Pisotear al pobre

22 de septiembre
XXV Domingo

Am 8,4-7 Escuchad esto los que pisoteáis al pobre

Perdónanos, Señor, cada vez que cerramos nuestra propia carne a la carne del hermano que está solo o desamparado, que se siente explotado o deprimido. Ayúdanos a mostrarnos disponibles a los pobres. Ayúdanos a compartir nuestro pan con el hambriento, nuestra agua con el sediento, nuestra casa con el forastero. Que comprendamos que todos somos hijos tuyos.

Perfume derramado

19 de septiembre
Jueves XXIV

Lc 7,36-50 Ella en cambio me ha ungido los pies con perfume

Ungirte los pies con mi perfume, derramado en tu carne, romper mi alabastro, alabarte, besar delicadamente tu cuerpo, ternura del primer beso robado, regar tus dedos con mis lágrimas, enjugar con la melena tus humedades, secarte con el calor de mi aliento, desmenuzarme en ti, perderme en amores, todo tuyo, desmayado.

Llanto

17 de septiembre
Martes XXIV

Lc 7, 11-17 No llores

En el llanto de la viuda de Naín, que acaba de perder a su hijo único, están las lágrimas de toda la humanidad escarnecida, especialmente de las madres que han perdido a sus hijos por la violencia de la guerra, de la droga, de la sinrazón. Gracias por todos los que con su dedicación, su ternura, su trabajo, su atención, se dedican a consolar a los que penan y lloran.

Entra en mi casa

16 de septiembre
Lunes XXIV

Lc 7, 1-10 Señor, no soy digno de que entres en mi casa, di solo una palabra…
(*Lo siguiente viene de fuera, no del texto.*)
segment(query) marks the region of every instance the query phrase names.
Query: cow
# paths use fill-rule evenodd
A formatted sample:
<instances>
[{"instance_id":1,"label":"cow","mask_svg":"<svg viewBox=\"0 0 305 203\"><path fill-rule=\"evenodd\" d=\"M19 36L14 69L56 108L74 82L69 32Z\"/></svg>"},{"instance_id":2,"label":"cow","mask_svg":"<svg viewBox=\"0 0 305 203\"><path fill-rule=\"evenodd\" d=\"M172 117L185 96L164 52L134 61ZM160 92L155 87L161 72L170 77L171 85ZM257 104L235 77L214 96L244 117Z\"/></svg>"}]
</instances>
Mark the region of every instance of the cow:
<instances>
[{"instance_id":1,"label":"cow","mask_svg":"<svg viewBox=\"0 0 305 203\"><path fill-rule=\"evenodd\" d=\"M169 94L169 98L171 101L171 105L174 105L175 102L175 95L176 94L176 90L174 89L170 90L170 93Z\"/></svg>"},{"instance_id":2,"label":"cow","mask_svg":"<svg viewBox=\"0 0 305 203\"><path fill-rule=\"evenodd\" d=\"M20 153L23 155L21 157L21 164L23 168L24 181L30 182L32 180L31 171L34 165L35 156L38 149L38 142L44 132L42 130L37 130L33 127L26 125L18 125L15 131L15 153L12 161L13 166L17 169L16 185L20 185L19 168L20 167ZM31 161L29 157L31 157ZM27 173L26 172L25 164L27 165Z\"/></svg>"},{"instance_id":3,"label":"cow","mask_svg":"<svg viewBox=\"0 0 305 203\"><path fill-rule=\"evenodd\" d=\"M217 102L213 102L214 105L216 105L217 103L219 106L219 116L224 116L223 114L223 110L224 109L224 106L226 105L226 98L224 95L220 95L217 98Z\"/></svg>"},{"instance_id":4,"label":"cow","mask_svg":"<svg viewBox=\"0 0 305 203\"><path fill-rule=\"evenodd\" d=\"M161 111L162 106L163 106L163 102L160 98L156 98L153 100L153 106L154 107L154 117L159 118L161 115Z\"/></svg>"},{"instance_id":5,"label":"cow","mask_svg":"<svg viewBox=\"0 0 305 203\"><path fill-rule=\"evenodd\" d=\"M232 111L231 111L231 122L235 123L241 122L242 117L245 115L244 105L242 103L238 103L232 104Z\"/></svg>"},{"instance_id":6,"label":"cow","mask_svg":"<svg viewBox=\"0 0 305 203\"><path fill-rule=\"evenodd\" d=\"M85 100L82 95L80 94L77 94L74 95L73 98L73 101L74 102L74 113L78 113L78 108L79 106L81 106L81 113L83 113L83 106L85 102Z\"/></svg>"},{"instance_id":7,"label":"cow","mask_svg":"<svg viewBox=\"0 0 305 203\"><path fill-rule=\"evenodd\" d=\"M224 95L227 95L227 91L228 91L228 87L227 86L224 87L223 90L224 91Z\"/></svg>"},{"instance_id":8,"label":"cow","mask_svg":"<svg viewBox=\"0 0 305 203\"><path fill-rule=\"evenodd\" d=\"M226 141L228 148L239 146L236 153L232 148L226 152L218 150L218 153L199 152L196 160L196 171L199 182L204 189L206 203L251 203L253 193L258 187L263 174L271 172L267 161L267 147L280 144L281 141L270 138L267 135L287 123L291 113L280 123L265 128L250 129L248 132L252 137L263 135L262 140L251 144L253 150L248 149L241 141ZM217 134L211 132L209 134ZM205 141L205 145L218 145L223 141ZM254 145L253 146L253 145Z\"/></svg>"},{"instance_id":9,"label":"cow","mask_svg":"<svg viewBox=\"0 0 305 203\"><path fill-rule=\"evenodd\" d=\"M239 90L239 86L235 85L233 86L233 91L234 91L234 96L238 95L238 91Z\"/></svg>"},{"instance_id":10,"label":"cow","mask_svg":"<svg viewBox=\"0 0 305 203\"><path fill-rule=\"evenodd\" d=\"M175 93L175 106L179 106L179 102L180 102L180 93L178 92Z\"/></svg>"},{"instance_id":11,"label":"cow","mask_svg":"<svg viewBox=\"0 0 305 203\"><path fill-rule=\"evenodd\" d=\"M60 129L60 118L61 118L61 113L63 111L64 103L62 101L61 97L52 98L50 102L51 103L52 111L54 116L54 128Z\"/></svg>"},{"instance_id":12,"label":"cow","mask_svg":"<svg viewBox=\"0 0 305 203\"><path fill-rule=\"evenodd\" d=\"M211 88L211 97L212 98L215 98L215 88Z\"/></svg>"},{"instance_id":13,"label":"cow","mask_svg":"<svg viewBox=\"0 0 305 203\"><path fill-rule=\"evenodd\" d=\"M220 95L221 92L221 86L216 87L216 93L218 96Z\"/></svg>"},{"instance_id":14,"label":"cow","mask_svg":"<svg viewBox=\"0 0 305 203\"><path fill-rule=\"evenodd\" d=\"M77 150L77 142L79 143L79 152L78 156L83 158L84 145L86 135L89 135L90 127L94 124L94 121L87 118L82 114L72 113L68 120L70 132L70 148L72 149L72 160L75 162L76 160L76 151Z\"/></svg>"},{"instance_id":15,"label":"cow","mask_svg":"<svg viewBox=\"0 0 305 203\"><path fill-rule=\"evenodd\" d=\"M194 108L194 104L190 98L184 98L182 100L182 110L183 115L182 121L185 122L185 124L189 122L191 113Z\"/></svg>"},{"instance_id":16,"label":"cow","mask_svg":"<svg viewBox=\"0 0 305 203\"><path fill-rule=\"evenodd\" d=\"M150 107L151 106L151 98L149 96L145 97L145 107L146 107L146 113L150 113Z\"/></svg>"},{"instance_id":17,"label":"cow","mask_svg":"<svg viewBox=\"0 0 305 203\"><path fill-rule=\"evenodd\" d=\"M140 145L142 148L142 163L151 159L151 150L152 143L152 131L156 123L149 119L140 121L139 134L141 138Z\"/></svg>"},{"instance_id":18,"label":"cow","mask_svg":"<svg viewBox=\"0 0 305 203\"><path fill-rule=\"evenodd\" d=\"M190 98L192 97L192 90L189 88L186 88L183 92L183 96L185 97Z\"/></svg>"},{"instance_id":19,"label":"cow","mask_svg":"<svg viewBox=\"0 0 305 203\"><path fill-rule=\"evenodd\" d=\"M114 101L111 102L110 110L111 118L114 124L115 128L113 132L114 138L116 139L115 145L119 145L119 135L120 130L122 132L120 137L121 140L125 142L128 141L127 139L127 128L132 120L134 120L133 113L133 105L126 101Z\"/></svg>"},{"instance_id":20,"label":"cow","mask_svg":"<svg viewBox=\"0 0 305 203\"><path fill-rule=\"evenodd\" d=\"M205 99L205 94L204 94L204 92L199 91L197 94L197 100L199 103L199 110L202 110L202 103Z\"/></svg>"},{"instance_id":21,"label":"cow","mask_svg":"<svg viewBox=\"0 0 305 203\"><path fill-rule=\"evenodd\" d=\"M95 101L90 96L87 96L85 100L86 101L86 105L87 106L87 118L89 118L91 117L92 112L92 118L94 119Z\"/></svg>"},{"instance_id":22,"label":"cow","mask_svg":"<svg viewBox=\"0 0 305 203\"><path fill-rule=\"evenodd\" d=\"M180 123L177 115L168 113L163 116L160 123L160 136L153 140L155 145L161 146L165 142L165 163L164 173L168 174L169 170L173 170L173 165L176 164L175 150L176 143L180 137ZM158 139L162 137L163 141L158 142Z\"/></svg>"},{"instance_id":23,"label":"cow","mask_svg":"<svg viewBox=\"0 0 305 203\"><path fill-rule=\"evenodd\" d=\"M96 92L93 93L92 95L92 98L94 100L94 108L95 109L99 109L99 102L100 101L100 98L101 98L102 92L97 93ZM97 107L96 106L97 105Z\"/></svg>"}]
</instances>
Dime una palabra, Señor. Tu palabra es siempre de salvación, me arrullas con tus labios de seda. Me susurras la dulzura de tu amor. Me acaricias con tu voz de silencio sutil. Tu Palabra penetra mi corazón y anida en mis entrañas. Eres verbo en mi carne, caricia encarnada en mi debilidad, en mi fragilidad, en mi pecado. Di tan solo una palabra y yo quedaré sano y salvo.

Tus besos

15 de septiembre
XXIV domingo

Lc 15 Lo cubrió de besos


Envuélveme, rodéame, provócame, invítame, embísteme, enloquéceme, enlázame, rúgeme, grítame, consuélame, mírame, abrázame, olvídame, quiéreme, llórame, recuérdame, sonríeme, enfádame, cántame, ofréceme, regálame, atúrdeme, sacrifícame, apúntame, dispárame, aciértame, contágiame, empújame, atraviésame, abrásame, quémame, condúceme, guíame, oriéntame, ruégame, implórame, solicítame, hiéreme…Si ha de ser de amor, por amor y en amor de tu nombre

(José Antonio Sáez, Los ojos deseados)

Tú eres mi bien

13 de septiembre
Viernes XXIII

Salmo 15 Prótegeme, Dios mío

Hago mía la oración del salmo, y así me dirijo a ti hoy:
Protégeme, Dios mío, que me refugio en ti; yo digo al Señor: «Tú eres mi bien» El Señor es el lote de mi heredad y mi copa; mi suerte está en tu mano: ha tocado un lote hermoso, me encanta mi heredad. Bendeciré al Señor, que me aconseja, hasta de noche me instruye internamente. Tengo siempre presente al Señor.